ANALYSIS:The High Court has further circumscribed parliamentary inquiries
FOR THE second time in recent years, the courts have decided that a committee of the Oireachtas has breached a person’s constitutional rights, or is in danger of doing so.
In Murphy -v- Ardagh, a member of An Garda Síochána challenged an inquiry into the shooting of John Carthy in Abbeylara, Co Longford, being conducted by an Oireachtas committee under the chairmanship of Seán Ardagh.
The Supreme Court found in 2002 that the Oireachtas had no power to conduct an inquiry which could lead to adverse findings against an individual, not a member of the Oireachtas, that might affect his or her good name.
In the Ivor Callely case, the inquiry carried out by a committee of the Seanad concerned a member of the Oireachtas, and the committee had argued that this meant it was not affected by Ardagh, as the Oireachtas was in charge of running its own affairs under Article 15.10 of the Constitution.
However, the High Court stated clearly yesterday that the constitutionally protected autonomy of the Oireachtas does not extend to denying a person natural justice or his or her constitutional rights.
Mr Justice Iarfhlaith O’Neill stated unequivocally: “The standards of natural justice and fair procedure cannot be displaced by a ‘political judgment’ simply because the person affected is a member of the Oireachtas.”

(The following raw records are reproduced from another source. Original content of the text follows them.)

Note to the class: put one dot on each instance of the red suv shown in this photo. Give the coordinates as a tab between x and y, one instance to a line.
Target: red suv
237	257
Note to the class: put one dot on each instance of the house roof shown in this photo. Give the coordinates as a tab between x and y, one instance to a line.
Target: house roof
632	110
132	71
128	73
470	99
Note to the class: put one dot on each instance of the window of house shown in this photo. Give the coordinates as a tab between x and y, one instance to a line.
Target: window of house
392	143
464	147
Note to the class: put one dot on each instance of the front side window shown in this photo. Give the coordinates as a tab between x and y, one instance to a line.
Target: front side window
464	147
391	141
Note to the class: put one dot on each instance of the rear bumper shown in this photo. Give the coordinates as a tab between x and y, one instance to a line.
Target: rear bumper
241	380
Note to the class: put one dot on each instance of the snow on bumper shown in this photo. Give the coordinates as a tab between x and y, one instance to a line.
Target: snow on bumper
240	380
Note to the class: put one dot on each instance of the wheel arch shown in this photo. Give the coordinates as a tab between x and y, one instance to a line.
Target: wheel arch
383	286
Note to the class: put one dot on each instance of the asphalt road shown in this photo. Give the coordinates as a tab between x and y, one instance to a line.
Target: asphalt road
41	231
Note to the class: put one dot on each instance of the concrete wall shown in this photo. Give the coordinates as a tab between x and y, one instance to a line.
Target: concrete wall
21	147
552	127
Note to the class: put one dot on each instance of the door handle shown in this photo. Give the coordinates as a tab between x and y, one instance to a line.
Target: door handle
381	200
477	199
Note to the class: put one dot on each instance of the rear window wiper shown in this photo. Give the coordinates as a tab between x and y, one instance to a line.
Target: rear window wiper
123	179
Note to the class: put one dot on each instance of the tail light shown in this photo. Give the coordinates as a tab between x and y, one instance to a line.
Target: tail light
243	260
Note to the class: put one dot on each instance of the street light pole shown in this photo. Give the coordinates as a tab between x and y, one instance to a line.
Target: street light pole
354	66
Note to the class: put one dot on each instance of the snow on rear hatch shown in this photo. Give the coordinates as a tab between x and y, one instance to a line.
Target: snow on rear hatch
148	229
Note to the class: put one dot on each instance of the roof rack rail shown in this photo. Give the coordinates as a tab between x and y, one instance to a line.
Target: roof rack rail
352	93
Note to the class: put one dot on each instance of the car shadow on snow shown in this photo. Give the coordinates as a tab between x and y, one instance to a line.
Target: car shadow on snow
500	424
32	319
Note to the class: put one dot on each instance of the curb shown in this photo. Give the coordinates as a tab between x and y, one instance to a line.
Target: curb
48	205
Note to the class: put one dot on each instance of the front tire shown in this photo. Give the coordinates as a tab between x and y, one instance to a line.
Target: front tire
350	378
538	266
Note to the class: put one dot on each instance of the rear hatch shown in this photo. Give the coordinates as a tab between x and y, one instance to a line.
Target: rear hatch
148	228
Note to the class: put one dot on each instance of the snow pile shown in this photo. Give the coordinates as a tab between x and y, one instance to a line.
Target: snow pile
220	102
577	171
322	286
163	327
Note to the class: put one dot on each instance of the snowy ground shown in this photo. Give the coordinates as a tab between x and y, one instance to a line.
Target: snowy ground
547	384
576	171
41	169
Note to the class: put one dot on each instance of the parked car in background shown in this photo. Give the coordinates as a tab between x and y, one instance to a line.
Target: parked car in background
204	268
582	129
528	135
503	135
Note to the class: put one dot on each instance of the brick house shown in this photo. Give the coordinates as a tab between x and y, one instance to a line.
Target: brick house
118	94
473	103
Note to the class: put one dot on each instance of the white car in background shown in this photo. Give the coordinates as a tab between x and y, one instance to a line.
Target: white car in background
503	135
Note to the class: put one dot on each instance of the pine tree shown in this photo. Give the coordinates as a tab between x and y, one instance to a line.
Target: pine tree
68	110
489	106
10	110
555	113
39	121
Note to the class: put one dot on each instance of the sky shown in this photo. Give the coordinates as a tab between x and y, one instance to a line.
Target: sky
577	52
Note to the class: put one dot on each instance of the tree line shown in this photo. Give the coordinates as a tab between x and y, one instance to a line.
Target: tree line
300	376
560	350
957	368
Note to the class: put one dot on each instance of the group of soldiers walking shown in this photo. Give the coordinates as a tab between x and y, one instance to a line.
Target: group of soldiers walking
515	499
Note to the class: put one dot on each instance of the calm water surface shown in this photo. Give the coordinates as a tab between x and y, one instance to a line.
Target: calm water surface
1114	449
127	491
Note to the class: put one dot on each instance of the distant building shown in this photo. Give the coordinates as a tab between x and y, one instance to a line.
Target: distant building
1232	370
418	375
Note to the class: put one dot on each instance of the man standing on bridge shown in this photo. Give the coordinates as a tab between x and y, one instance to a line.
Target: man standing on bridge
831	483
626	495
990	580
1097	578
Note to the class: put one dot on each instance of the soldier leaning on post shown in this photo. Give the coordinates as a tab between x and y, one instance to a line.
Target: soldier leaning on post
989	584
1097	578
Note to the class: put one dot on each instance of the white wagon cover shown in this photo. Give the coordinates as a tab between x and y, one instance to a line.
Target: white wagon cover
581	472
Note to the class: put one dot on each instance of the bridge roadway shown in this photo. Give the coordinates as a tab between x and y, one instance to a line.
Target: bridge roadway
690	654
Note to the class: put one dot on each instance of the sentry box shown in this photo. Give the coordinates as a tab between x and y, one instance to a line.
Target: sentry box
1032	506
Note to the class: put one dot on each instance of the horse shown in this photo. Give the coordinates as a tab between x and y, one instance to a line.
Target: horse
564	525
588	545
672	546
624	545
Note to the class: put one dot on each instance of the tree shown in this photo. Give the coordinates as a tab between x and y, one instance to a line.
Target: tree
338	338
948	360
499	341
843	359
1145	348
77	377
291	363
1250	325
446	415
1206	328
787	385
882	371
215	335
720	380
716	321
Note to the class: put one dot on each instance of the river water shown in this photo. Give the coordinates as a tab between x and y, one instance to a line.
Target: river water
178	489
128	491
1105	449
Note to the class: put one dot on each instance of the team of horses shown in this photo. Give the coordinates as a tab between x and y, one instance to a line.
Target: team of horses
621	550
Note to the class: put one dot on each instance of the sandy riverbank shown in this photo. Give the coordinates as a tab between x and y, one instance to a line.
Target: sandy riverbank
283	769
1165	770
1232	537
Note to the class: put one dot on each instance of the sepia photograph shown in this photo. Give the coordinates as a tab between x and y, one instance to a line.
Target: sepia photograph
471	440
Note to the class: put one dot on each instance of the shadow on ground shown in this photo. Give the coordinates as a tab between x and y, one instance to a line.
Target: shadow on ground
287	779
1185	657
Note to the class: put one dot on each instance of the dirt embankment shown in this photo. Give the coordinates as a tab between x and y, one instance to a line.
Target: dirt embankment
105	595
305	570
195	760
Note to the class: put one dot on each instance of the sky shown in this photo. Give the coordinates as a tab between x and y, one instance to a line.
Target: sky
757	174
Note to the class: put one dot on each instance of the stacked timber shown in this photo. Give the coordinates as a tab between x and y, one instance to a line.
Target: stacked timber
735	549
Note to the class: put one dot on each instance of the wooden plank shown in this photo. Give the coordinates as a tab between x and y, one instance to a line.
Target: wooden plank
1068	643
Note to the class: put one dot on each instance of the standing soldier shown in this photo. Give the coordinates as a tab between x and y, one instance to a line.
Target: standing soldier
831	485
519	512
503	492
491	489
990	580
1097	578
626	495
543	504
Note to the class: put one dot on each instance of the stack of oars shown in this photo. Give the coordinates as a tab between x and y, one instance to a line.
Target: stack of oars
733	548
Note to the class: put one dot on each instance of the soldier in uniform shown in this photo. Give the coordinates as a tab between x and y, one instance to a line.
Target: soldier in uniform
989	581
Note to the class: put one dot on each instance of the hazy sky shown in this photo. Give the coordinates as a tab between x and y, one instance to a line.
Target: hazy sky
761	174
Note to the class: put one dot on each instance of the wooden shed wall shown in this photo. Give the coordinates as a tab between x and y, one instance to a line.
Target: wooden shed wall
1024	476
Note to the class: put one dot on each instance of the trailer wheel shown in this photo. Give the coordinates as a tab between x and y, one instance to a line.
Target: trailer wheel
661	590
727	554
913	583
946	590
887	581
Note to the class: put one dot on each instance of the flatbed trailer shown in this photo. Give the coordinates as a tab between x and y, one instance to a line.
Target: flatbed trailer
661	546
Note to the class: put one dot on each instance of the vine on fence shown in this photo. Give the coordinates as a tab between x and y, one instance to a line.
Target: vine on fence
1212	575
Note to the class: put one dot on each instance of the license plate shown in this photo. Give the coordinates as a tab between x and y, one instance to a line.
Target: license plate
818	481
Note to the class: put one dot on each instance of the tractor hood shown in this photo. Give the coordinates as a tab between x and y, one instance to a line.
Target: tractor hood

So what does this mean for parliamentary inquiries? And what does it mean for Callely?
It does not mean parliamentary inquiries cannot take place, but it does mean that they must be conducted in accordance with the principles of natural justice and fair procedures, with any individual appearing before them entitled to every opportunity to defend his or her good name.
This may prove a challenge for members of the Oireachtas, who are not trained in acting in a judicial manner, and whose natural instinct in engaging in such inquiries, especially if they are conducted in public, is to grandstand. Most parliamentary inquiries are likely to be on controversial matters, so the temptation to play to the gallery would be all the greater. This will have to be resisted if parliamentary inquiries are to survive judicial scrutiny.
The High Court ruling also means that Oireachtas committees of inquiry are open to review by the courts. This in itself may impose constraints on how they are conducted.
As it happens, the Oireachtas Committee on the Constitution is conducting hearings at the moment on the parliamentary power of inquiry, and has taken evidence from a number of constitutional experts.
One such expert, Donncha O’Connell of NUI Galway, gave evidence earlier this week where he suggested that the Oireachtas should “outsource” inquiries to constitutionally protected bodies like the Comptroller and Auditor General, who would then report to the Oireachtas or one of its committees. He pointed out that this was how the widely praised Dirt inquiry of 1999-2000 worked, with the Public Accounts Committee working from a preliminary report prepared by the Comptroller and Auditor General.
The office of the Ombudsman could be given such a role, he suggested.
Whatever the committee on the Constitution may come up with, it is likely to be some time before another Oireachtas committee inquires into an individual’s conduct.
As for Callely, he will return to court the week after next, where he will certainly claim reimbursement of the pay he lost, and it is hard to see him not getting it.
Further compensation may be more difficult, since he already has an unequivocal statement from the High Court repairing any damage to his reputation caused by the Seanad decision.